The deed is the official description of the land. The deed is generally filed with the county or city, and the surveyor can decipher it. The property taxing authority (county or city) maintains tax maps which should roughly correspond with your survey. If you're in a standard city lot, the tax map is probably very accurate. If you're in the country, a busy road that has been widened, an old suburb or old lot, it is more likely to be inaccurate.

As a seller of a house, be wary of buyers demanding surveys. A survey may reveal issues, such as fences on the wrong side of the line, which must be disclosed and addressed before you'll be able to sell the home. In New York, once you know of an issue, you must disclose that the issue exists. Your state may vary.

I would strongly recommend having the buyer pay for the survey. In my area, they cost about $1,500. This will save you money and potentially give you some deniability -- you don't need to disclose something that you do not know about.


The purpose of a survey for a house lot is generally to translate the written description in some official document, like the deed, into stakes in the ground. Generally there is a reference marker, maybe a metal stake driven flush with ground, or something else permanent. Most lots were created before GPS location was available. The surveyor then follows directions from this point (go 150 feet 10 degrees north of west) to mark the rest of the points.
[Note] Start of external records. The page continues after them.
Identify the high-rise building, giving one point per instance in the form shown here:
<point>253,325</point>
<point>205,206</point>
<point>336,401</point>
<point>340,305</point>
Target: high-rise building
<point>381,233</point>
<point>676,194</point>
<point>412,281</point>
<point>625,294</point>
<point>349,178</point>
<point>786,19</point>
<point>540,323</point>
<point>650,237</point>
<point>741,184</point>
If you can find out who did the last survey, they might either have a copy they will sell you, or resurvey at a cheaper price. If the description in the deed is clear enough that might be enough for the buyer, but they are generally pretty cryptic.

  • KeithB: The plot is a residential lot with a house of recent construction. This is my understanding so far: The original surveyor has the survey and will be glad to sell me his copy.
    – zundarz
    Commented Aug 5, 2011 at 16:22
  • Comment continued: KeithB: I see metal property marker on my lot, and I see how a survey would confirm whether these markers are still in the same position as described in the survey. As I understand you, I can get the survey from a registrar, or someone who has already surveyed, or I can hire a new surveyor. If I hired a new surveyor, how would he know what to survey? I assume he'd do what I'd do: go to a repository of surveys somewhere or talk to a previous surveyor. That's the gist of my OP.
    – zundarz
    Commented Aug 5, 2011 at 16:32

@shazamalot: would you care to give any information about your location? (in general terms, e.g. which state if in the U.S.)

In the northeastern U.S. there are county registries of deeds. Based on the comments on @KeithB's post, since your house is of recent construction, the lot probably is as well (although not necessarily), and therefore the deed should reference some other recorded document, either a survey map, or the metes and bounds of the survey. (the verbal description of directions and distances)

I see metal property marker on my lot, and I see how a survey would confirm whether these markers are still in the same position as described in the survey.

You shouldn't have to have it resurveyed -- if the property markers are intact and were set by registered land surveyors, those markers and a document that describes them are sufficient. The first thing a surveyor is going to do before they do any measurements is find the most recent document of record.

If you live somewhere where real estate takes shortcuts, or your lot was created/subdivided more than a few decades ago, you may have to get it resurveyed.

  • I have no intention of getting it re-surveyed. I'm just wondering where to 'find the most recent document of record'?